El gentío se apretujaba entre las pilastras del grosor de un hombre. Damiana, mareada, se me agarraba del brazo.
Nos costo salir a los corredores. Allí, los pilares eran todavía mas gruesos y mas altos En grupos de cuatro sostenían los arcos mordidos por cañonazos. Sobre el techo de la inmensa estación blanca, festoneado como un encaje, había un jardín. El olor de los jazmines, mas penetrante que el humo, nos cayo en la cara.
Vimos las casa altas, las calles empedradas, los carruajes tirados por caballos, los tranvías cuarteados por yuntas de mulitas de un solo color, que avanzaban entre los gritos de los mayorales.
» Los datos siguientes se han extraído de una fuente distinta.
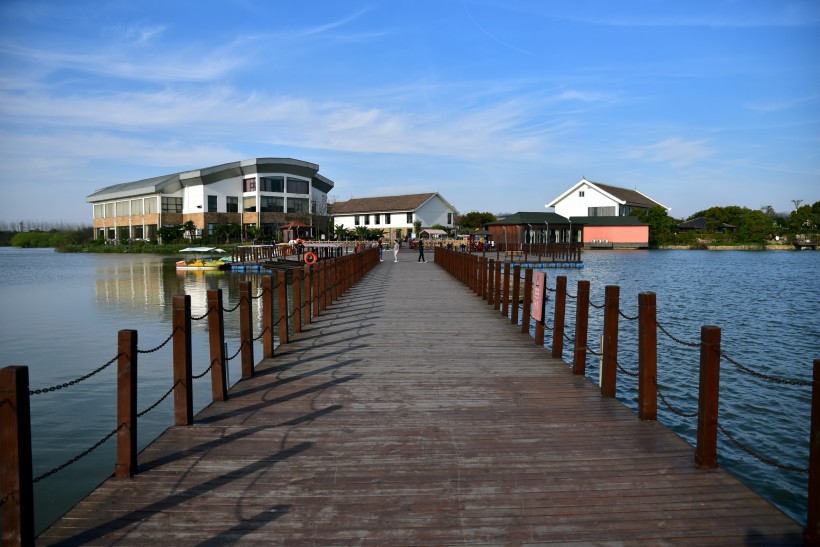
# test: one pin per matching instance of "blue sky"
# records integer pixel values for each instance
(499, 105)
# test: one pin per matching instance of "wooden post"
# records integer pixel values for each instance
(246, 328)
(17, 511)
(560, 315)
(516, 294)
(647, 357)
(183, 376)
(610, 349)
(812, 532)
(708, 396)
(126, 465)
(579, 357)
(216, 337)
(283, 307)
(268, 316)
(297, 300)
(525, 314)
(505, 306)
Enfrente había una plaza llena de arboles. De trecho en trecho, algunas canillas de riego escupían chorritos de agua. Deje a Damiana en la balaustrada y me metí corriendo entre los canteros. Lleno de sed, me agache a beber junto a una de las canillas. En ese momento, boca abajo contra el cielo, entreví algo inesperado que me hizo atragantar el chorrito. En un rincón, entre plantas, una mujer alta y blanca de pie sobre una escalinata, comía pájaros sin moverse. Bajaban y se metían ellos mismos chillando alegremente en la boca rota. Se me antojo sentir el chasquido de los huesitos."